Werner Spies legt mit „Mein Glück“ umfangreiche, indes allzu eitle Erinnerungen vor

Von H.-Georg LützenkirchenRSS-Newsfeed neuer Artikel von H.-Georg Lützenkirchen

Besprochene Bücher / Literaturhinweise

Zum Schluss, nach fast 600 Seiten, auf denen er sein „glückliches Leben“ schildert, folgt noch ein fünfseitiger Epilog: das „,Ach!‘, ohne das kein Leben gelebt werden kann.“ Aber doch auch der „schwerste Einbruch in mein Leben“, mein „Unglück“, denn „alles, was ich mit dem Fälscher Beltracci verbinde ist ein Unglück“. Von Beltracci stammten die sieben Bilder, die Spies 2010 als echte Werke Max Ernst ausgewiesen hatte. Ausgerechnet Max Ernst: Ihn, die „Begegnung meines Lebens“, kennengelernt zu haben, schildert Spies als ein zentrales „Glück“ seines Lebens. An der Gründung des kleinen feinen Max-Ernst-Museums 2005 in Brühl, dem Geburtsort des einzigartigen Künstlers, mitgewirkt zu haben, gehört zu den späten Erfolgsunternehmungen Spies. Nun sieben vermeintlich unbekannte Bilder des Künstlers, über den er schreibt: „Seine fast blinde Sicherheit mit politischen und sozialen Situationen war einzigartig.“ Blinde Sicherheit. Ihm ging sie ab. Ein peinliches Fehlurteil. Damit indes noch nicht genug des „Unglücks“: denn – „obwohl ich es nicht verlangt habe“ – bedankten sich die Beltraccis in Form einer großzügigen Überweisung auf ein ihnen offensichtlich wohlbekanntes Schweizer Konto dafür, dass Spies ihnen auch noch Käufer für die Fälschungen vermittelt hatte. „Das war unklug“. In der Tat. Denn nun blieb es nicht nur bei der Peinlichkeit des Irrtums als Kunstkenner, jetzt kam auch noch der Verdacht hinzu, mit den Fälschern unter einer Decke gesteckt zu haben. „Dass dies meinem Ansehen geschadet hat, weiß ich. Dass ich meine Entscheidungen nach bestem Wissen getroffen habe, lässt mich in den Spiegel schauen.“

Die knappen Bemerkungen zu seinen Verstrickungen in den Fälscherskandal wirken ein wenig wie die pflichtgemäß-routinierte Entschuldigung eines von sich ansonsten selbst überzeugten und begeisterten Zeitgenossen. „Mein Glück“ heißen diese Erinnerungen insofern nicht zufällig. Nimmt man das Buch zur Hand, so ahnt man beim Betrachten der Fotos, worin das Glück vor allem besteht: zu sehen ist vor allem immer einer – Spies selbst. An der Seite all der prominenten und verehrten Personen, die zu treffen er das Glück hatte. Und plötzlich meint man eine Erklärung für das Desaster zu erkennen: ließ sich da jemand von seiner Eitelkeit verführen? Noch einmal am Ende eines erfolgreich aktiven Lebens mit der Kunst im Mittelpunkt einer Sensation stehen: Werner Spies und die sensationellen neuen Bilder von Max Ernst?

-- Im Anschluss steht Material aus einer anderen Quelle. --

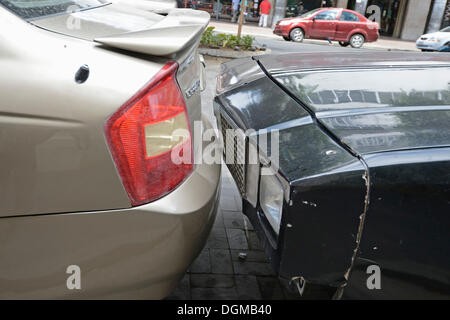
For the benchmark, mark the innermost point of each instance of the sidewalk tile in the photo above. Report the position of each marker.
(214, 294)
(253, 268)
(237, 239)
(247, 288)
(221, 261)
(202, 264)
(212, 281)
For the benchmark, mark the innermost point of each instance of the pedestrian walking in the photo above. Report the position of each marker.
(264, 11)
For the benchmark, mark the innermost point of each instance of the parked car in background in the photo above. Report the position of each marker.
(344, 168)
(434, 41)
(157, 6)
(445, 48)
(336, 24)
(95, 99)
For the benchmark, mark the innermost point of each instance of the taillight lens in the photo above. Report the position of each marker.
(150, 139)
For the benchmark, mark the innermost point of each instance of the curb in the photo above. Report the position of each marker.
(230, 54)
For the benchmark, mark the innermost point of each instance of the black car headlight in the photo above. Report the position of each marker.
(271, 197)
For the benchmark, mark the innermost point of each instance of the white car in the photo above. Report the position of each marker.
(434, 41)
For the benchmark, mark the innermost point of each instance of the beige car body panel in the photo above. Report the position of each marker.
(62, 201)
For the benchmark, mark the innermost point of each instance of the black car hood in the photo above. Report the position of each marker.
(400, 103)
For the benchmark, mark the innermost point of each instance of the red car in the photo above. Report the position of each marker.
(346, 26)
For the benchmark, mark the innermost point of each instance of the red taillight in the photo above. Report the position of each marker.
(147, 133)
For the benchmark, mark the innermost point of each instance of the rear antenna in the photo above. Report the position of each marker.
(82, 74)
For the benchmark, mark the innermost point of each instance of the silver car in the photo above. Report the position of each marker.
(434, 41)
(92, 204)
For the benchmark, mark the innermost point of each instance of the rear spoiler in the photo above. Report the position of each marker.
(179, 30)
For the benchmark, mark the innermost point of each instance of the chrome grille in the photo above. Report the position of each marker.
(238, 147)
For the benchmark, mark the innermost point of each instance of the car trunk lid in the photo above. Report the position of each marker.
(128, 28)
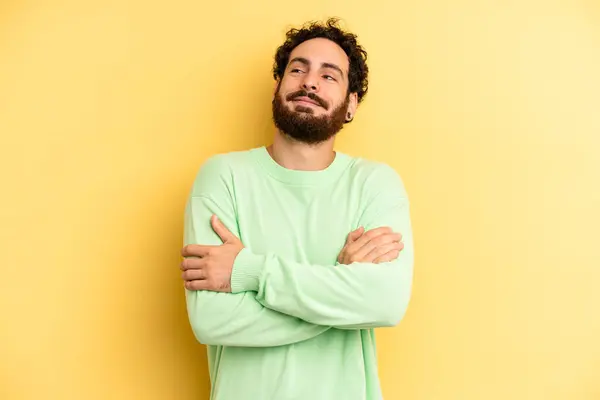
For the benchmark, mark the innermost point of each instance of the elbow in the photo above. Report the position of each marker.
(205, 334)
(201, 332)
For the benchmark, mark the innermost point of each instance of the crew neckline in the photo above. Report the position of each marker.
(300, 177)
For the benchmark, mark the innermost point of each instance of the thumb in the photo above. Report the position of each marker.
(221, 230)
(355, 234)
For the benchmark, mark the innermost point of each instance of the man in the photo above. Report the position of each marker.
(294, 252)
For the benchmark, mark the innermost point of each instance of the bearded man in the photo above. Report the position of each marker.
(294, 252)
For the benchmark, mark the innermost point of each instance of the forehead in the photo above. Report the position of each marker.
(319, 51)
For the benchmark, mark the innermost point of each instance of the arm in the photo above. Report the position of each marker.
(359, 295)
(231, 319)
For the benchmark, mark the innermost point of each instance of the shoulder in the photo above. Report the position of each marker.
(217, 171)
(377, 177)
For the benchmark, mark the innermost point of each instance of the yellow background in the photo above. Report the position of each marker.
(490, 110)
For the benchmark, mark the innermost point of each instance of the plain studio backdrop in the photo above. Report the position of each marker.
(490, 111)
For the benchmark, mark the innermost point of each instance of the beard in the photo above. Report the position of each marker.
(300, 124)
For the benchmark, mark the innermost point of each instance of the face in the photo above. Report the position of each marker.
(311, 102)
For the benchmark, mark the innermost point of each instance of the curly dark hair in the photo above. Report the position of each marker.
(357, 56)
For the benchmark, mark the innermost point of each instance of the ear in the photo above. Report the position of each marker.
(352, 106)
(275, 88)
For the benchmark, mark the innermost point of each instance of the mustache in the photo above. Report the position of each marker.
(310, 95)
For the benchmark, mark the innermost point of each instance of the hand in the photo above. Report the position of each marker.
(375, 246)
(212, 271)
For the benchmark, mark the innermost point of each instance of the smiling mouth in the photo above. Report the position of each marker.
(306, 101)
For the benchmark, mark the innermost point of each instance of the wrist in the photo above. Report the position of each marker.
(247, 271)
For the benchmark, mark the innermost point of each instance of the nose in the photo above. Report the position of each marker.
(310, 83)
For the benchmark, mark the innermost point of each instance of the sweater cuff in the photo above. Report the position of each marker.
(247, 269)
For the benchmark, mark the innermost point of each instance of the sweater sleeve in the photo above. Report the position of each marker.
(359, 295)
(231, 319)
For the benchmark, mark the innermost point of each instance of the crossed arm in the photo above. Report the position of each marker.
(238, 298)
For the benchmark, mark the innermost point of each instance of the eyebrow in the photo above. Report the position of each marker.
(304, 61)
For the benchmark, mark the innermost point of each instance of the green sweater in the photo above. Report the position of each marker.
(297, 325)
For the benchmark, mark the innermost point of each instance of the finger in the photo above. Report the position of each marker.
(196, 250)
(381, 240)
(354, 235)
(193, 274)
(390, 256)
(192, 263)
(383, 249)
(221, 230)
(197, 285)
(367, 236)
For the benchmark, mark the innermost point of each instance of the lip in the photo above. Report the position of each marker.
(306, 100)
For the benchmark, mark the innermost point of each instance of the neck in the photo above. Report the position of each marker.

Die Ichbezogenheit dieser Erinnerungen jedenfalls schmälert den ansonsten durchaus vorhandenen Reiz dieser Erinnerungen. Denn Spies ist ein unterhaltender Erzähler. Sein Aufbruch aus der schwäbischen Provinz, wo Spies 1937 in Rottenburg geboren wurde, nach Paris, wo er „vom ersten Tag an in das eintauchte, was ich das andere, in meinen Augen das „richtige“ Leben nannte“, war für den jungen Spies ein Akt der Befreiung. Hier nun eröffneten sich dem Literatur- und Kunstsinnigen eine Fülle neuer geistiger und persönlicher Perspektiven – vor allem in der Begegnung mit Künstlerinnen und Künstlern. Und darüber kann Spies anregend plaudern. So, wenn er Anekdoten einschiebt, wie jene mit Prinz Charles und Camilla, die er anlässlich der Eröffnung einer Picasso-Ausstellung kennenlernt. „Als ich His Highness vorgestellt wurde, meinte der Prinz, ich hätte doch Picasso gut gekannt und mich mit ihm lange auseinandergesetzt, und fragte mich: ,Können Sie mir erklären, warum dieser Maler, der doch so begabt war, so abstoßende Bilder machen musste?‘“ Gerne hätte man nun gelesen, wie der Picasso-Fachmann die Situation bewältigte und was er dem prominenten Kunstlaien mitzuteilen wusste, um ihn von Picassos Güte zu überzeugen, indes folgt im Text ,nur‘ eine weitere Promi-Anekdote.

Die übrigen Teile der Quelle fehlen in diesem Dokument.